My DD is 19 and I still wouldn’t want to move a man into our home that she didn’t like or who thought he could tell her off. My kids come before any man, and I have promised her that she will never have to share her space with anyone she hasn’t chosen to live with. This was part of the reason my last relationship ended, as my DP wanted to live together and he has a teenage son. Absolutely not happening.

As a younger teenage girl, just coming into puberty - even more of a HELL NO!

Put your DD first or lose her. She’s lucky she has somewhere else to go.

Also don’t be so quick to dismiss her complaints, you think your arguments are normal but for her to hear conflict, especially she is cited as the cause for it, is incredibly upsetting for her.

This

BeNoisyPeachOrca · 11/06/2026 13:43

Bigglebiggle · 11/06/2026 13:32

She has lived with a couple over the years, her dad is married with another child and she has no problem with their relationship. She hasn't had problems with any of my previous relationships either, it seems to be the marriage she is having problems with. I have explained to her it won't change anything from what it is now.

Has it not occurred to you that she seemed to be ok with the previous relationships because she was too young to realise she COULD do anything to change the situation?. Now she is old enough to realise that she doesn't have to put up with a succession of men moving into her home. You really are not coming across as caring what is best for your child, just what you want.

grumpygrape · 11/06/2026 13:43

Tableforjoan · 11/06/2026 13:28

I’m sure the ops not even thought about losing child maintenance yet and having to pay her ex 🤣.

All to keep a piece of dick in her home. 😂😂

Harsh but possibly true

DierdreDaphne · 11/06/2026 13:43

Grghf · 11/06/2026 13:33

I think it's a bit off to be slagging op off for having a man in the house? This is what men do isn't it? Crack on with their lives and let the women do the child raising?

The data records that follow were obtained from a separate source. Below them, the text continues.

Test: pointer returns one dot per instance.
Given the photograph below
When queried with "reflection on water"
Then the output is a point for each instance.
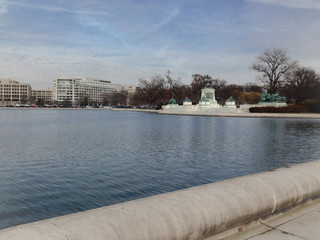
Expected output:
(56, 162)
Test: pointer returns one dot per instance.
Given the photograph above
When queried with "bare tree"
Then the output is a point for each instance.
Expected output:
(302, 84)
(272, 65)
(174, 84)
(152, 92)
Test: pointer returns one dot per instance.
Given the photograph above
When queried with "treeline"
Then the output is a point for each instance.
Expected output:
(161, 88)
(276, 71)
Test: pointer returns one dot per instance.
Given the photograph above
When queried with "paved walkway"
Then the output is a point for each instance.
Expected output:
(302, 223)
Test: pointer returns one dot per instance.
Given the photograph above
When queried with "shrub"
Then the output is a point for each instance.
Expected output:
(287, 109)
(313, 106)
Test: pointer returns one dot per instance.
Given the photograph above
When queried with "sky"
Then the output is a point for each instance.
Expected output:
(124, 40)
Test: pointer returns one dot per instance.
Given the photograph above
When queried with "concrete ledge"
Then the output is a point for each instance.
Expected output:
(194, 213)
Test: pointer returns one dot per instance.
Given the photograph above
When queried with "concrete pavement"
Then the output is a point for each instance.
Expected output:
(299, 223)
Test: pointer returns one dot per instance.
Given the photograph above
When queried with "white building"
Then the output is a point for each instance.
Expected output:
(13, 92)
(131, 90)
(75, 88)
(46, 95)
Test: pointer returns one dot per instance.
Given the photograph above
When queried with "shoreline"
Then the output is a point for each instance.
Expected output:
(196, 113)
(241, 115)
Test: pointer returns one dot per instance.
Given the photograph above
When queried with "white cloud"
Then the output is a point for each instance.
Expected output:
(3, 6)
(307, 4)
(165, 21)
(54, 9)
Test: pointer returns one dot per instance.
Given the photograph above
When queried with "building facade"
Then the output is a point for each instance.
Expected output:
(74, 89)
(13, 92)
(46, 95)
(130, 90)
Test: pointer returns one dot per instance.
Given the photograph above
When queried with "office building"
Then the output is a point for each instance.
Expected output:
(74, 89)
(46, 95)
(13, 92)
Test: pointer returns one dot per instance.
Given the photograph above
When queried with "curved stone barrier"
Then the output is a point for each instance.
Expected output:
(194, 213)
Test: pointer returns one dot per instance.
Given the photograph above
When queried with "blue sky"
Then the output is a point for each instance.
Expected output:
(124, 40)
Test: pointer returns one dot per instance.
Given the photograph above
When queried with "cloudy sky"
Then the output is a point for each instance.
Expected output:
(125, 40)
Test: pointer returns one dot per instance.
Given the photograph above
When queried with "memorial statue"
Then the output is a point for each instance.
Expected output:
(208, 82)
(172, 101)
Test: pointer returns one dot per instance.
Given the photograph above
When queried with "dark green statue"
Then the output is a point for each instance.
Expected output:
(172, 101)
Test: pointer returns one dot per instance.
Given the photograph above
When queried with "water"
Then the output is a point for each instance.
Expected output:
(56, 162)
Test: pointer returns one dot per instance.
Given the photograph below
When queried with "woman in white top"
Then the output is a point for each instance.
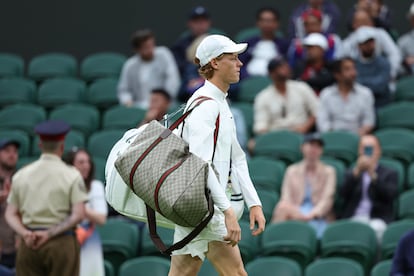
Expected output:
(217, 57)
(96, 210)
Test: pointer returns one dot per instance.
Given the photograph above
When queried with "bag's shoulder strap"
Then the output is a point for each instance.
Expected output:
(191, 107)
(152, 225)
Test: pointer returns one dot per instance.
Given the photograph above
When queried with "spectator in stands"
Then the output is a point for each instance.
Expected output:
(96, 210)
(151, 67)
(45, 203)
(314, 69)
(403, 261)
(308, 188)
(159, 104)
(378, 11)
(312, 21)
(346, 105)
(330, 17)
(284, 104)
(7, 235)
(199, 24)
(9, 156)
(406, 43)
(384, 43)
(263, 47)
(369, 189)
(373, 71)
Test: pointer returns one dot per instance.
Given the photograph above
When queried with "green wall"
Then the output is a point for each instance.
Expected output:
(82, 27)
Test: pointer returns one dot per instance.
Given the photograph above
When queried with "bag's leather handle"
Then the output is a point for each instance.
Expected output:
(152, 225)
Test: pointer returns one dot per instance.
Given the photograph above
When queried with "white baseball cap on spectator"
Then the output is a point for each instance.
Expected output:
(316, 39)
(365, 33)
(214, 45)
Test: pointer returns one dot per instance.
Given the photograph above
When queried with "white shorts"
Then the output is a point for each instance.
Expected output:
(214, 231)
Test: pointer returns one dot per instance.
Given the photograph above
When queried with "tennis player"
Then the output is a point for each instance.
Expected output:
(217, 57)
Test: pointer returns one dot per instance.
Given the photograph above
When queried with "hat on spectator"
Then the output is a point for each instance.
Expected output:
(199, 12)
(52, 130)
(314, 138)
(7, 142)
(316, 39)
(411, 11)
(275, 63)
(312, 12)
(365, 33)
(214, 45)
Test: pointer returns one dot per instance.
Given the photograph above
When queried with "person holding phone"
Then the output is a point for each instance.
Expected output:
(369, 189)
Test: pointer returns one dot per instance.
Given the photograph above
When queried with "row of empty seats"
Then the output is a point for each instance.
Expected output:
(294, 241)
(58, 91)
(50, 65)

Yes, some do - and all of those are shit fathers who also deserve to be slagged off.

HappyAsASandboy · 11/06/2026 13:43

You ca try to fight it, but ultimately your DD will be allowed to decide how much time she spends at each address, including no time at all.

Talk to her. Be genuinely curious about what she is unhappy with. Take action based on what she tells you, including moving your boyfriend back out of your home if that’s what is needed to make her feel seen, heard, and safe.

SnowflakeSmasher86 · 11/06/2026 13:44

Grghf · 11/06/2026 13:41

I dont think this is a model to aspire to either tbh. Having a grown ass woman dictate your love life? 😂
The healthy path is somewhere in between

It’s her home FFS! Same way I don’t want her deciding to move her boyfriend into our house, I’m not dictating anything, I just don’t see why anyone should expect their housemates to be ok with some random shouty man being in their space. This may be a reaction to previous domestic violence, but there’s no way I’m allowing some man to disrupt our peace at home.